All scripts follow a consistent pattern for argument handling:

1. Centralized Config All dataset paths are managed through a single config.json file located at the root of each run directory (e.g., data/run78-v2/config.json). This eliminates repetitive path arguments across scripts.

  • Every run directory contains exactly one config.json with all dataset paths
  • All scripts that consume or produce dataset paths must accept --config instead of individual path arguments
  • Use load_config() from mimir.config:
    from mimir.config import load_config
    
    config = load_config(args.config)
    # Access paths via config.features_fingerprints, config.binders_merged, etc.
  • Forbidden: Individual path arguments like --fingerprints-lmdb, --binders-lmdb, --associations-csv are not allowed
  • Exceptions: Training outputs (checkpoints, logs) and test fixtures remain CLI args: --checkpoint-dir, --resume-from, -o

2. Argument Conventions

  • Naming: kebab-case (--min-length, --num-workers)
  • Input/Output: Always required=True, never default paths. Use -o shorthand for --output
  • Verbose: -v / --verbose, action="store_true"
  • Defaults: Document in help string (e.g. "default: 4")

3. Function Design

  • Execution pattern: main() contains only argparse, basicConfig, input validation, and a call to the business logic function
  • Required params first: output: Path before optional params like min_len: int = 4
  • Match CLI names: CLI --min-length → function param min_len
  • String encoding: Use utf-8 for all .encode() calls (LMDB keys, hashing, etc.)

Async Scripts

  • 3-Layer Pattern: Async scripts must follow a 3-layer pattern: async def _run(...) for async logic, a public sync wrapper calling asyncio.run(_run(...)), and main() for CLI parsing.

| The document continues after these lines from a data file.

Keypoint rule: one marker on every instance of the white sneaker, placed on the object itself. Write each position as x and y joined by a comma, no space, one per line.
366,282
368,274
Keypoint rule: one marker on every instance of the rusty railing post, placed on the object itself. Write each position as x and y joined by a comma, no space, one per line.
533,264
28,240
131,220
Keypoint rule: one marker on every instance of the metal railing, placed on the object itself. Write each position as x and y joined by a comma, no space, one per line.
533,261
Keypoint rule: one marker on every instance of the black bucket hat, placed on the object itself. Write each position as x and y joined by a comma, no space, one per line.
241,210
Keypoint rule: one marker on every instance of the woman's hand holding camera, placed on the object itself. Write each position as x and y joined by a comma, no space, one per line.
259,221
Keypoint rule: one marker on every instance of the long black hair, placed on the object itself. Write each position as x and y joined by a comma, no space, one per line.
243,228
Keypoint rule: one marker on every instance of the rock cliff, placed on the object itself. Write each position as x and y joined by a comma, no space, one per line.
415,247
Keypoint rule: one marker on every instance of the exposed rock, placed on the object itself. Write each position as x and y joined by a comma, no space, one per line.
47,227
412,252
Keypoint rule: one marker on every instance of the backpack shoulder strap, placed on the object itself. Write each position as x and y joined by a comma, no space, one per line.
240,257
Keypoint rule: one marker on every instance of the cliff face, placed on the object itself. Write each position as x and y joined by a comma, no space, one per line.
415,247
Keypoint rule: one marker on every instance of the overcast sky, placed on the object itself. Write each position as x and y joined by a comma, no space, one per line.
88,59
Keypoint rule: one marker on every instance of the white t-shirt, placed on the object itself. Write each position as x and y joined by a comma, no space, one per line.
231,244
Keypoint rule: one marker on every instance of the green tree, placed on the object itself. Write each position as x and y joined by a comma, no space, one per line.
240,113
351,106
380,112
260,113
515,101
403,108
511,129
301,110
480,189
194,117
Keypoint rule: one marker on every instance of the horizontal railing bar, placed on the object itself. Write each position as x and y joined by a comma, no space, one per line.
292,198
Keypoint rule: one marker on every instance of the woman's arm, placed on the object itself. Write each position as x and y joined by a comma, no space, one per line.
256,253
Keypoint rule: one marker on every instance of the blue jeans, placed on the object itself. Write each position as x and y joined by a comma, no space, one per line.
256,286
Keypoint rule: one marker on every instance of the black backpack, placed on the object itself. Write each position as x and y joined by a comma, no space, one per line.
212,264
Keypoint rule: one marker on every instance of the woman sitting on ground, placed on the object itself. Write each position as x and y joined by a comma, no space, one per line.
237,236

File & Resource Operations

  • LMDB: Key encoding must be utf-8. Define map size as a module-level constant LMDB_MAP_SIZE. Read-only opens use readonly=True, lock=False.
  • Input validation: Scripts with file path inputs must validate existence early in main() using logger.error() + sys.exit(1).
  • Multiprocessing: Use spawn context. Worker globals in _UPPER_SNAKE. Set torch.set_num_threads(1) in worker init.
  • Warnings: Suppress third-party warnings at module level with warnings.filterwarnings(), never inline inside functions.

Imports

  • Order: stdlib → third-party → local (from mimir..., from scripts...).
  • No inline imports: All imports at module top level.
  • Style: Prefer from X import Y over import X as Y.

Comments & Structure

  • Section markers: Use # ---...--- dividers with section names (e.g. # Constants, # Main).
  • No redundant comments: Don't comment what the code already says.
  • No old-style type comments: Use proper type hints, not # type: dict.
  • Trailing whitespace: No trailing blank lines at end of file.